Click: The Broken Ones
Sweet tribute, Rick. I hope you get to share this video with the medical team that’s caring for Sarah. So heart touching. We’re surrounding her with prayers!
Still praying the prayer that never fails for little Sarah and all who love her.
Praying for Sarah and your family. LOVED the Christmas memory! One year my husband forgot to charge the battery and the kids had to wait upstairs until it charged. Ergh. But who can get impatient on Christmas, right?
One year we bought our 2nd daughter an English pram from an antique store. Inside was a tattered doll whose head fell off constantly. We stuck that doll in a closet and bought a new doll to go with the gift. On Christmas morning, our older daughter (7) looked in the closet for something and found the old doll. She squealed with delight and said, “Santa left me a special baby to care for!” She loved that doll for years (even though her ornery brother and sister occasionally played catch with the doll’s head just to irritate their older sister). My older daughter is not a nurse but a CPA. But she definitely has a tender heart for the hurting!

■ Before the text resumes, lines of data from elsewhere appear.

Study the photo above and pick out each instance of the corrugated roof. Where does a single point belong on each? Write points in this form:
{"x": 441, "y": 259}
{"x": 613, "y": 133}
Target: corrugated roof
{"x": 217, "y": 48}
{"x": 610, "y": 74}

Thanks for sharing, Rick. You’ve motivated me again to open my eyes and heart for opportunities to minister.
Great story. And thanks. You have a gift for the Happy Ending. (But CPAs DO meet a lot of hurting souls…)
I am praying for sweet Sarah. My husband, John, recently received a link to home movies online compiled by his cousin. John’s uncle Leo was the first one in the family to purchase a movie camera. His favorite “trick” was to start every new scene with the film subject(s) rounding a corner of grandma and grandpa’s house, smiling broadly and stopping to admire the roses along the side of the house, if in bloom. In two hours we must have watched family rounding that corner 40 times. Traditions… where would we be without them?